Sulla sede storica di via Solferino arrivano però i dolori. I giornalisti vedono il trasloco a Crescenza­go come il fumo negli occhi. E Ferruccio de Bortoli è il loro paladino e si è apertamente e formalmente dichiarato contrario. Nei tam tam del Corrierone si dice anche che la sede, per vecchia volontà della Crespi, sia destinata a solo utilizzo, per così dire, editoriale. Quanto sia vera o vincolante questa pre­visione è tutta da vedere, ma oggi fa gioco. L’idea, infatti, è quella di valorizzare una parte del palazzo­ne, chiedendone il cambiamento della destinazio­ne d’uso.

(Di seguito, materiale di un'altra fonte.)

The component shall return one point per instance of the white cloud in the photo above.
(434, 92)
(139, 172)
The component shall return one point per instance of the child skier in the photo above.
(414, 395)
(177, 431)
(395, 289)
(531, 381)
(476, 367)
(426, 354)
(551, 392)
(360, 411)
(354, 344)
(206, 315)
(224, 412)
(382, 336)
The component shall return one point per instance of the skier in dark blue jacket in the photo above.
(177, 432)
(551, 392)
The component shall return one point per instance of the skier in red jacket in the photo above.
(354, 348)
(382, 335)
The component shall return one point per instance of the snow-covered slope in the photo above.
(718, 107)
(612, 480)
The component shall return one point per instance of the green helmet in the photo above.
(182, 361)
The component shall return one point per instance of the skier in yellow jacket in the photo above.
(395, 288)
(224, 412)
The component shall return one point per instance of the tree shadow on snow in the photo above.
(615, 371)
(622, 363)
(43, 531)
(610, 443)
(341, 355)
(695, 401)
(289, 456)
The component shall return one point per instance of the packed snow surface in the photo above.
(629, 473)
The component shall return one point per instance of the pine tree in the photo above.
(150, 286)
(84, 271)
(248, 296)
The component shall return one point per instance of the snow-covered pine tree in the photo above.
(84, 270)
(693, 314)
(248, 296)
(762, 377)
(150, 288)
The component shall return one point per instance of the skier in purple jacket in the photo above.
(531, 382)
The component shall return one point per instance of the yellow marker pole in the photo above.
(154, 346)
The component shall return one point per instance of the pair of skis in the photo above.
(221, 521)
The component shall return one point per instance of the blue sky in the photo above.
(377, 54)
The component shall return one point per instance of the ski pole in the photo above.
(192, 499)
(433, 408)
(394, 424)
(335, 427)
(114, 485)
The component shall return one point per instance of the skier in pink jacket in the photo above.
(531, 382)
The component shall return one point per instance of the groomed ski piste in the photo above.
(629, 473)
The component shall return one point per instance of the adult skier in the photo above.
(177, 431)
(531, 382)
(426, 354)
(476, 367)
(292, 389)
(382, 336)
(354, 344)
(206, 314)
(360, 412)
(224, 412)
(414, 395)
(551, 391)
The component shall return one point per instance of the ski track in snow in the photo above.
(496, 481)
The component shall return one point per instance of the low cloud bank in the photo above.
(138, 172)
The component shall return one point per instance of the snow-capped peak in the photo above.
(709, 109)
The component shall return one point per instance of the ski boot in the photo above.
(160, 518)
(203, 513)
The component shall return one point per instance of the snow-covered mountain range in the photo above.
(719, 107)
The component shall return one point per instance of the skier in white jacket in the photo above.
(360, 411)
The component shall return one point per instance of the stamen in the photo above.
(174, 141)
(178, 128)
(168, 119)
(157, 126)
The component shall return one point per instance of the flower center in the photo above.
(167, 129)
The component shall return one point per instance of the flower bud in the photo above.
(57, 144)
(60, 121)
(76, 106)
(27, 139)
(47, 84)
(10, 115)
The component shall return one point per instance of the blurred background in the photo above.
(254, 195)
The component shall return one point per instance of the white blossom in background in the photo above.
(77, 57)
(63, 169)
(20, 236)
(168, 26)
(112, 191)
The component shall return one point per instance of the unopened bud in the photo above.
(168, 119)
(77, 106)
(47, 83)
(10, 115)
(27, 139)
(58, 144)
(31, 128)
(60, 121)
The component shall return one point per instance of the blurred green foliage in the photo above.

Due operazioni che potrebbero, secondo alcuni numeri circolati in comitato, coprire i 400 milioni necessari per non andare a chiedere nuove risorse ai soci e svalutare la Spagna. Ne vedremo ancora delle belle.

Ps.

 Tutti si interrogano su quale tra le fondazioni minori dovrà mollare il cda di Unicredit. Alcuni scommettono che Caltagirone, neo socio della ban­ca, avrà invece un posticino.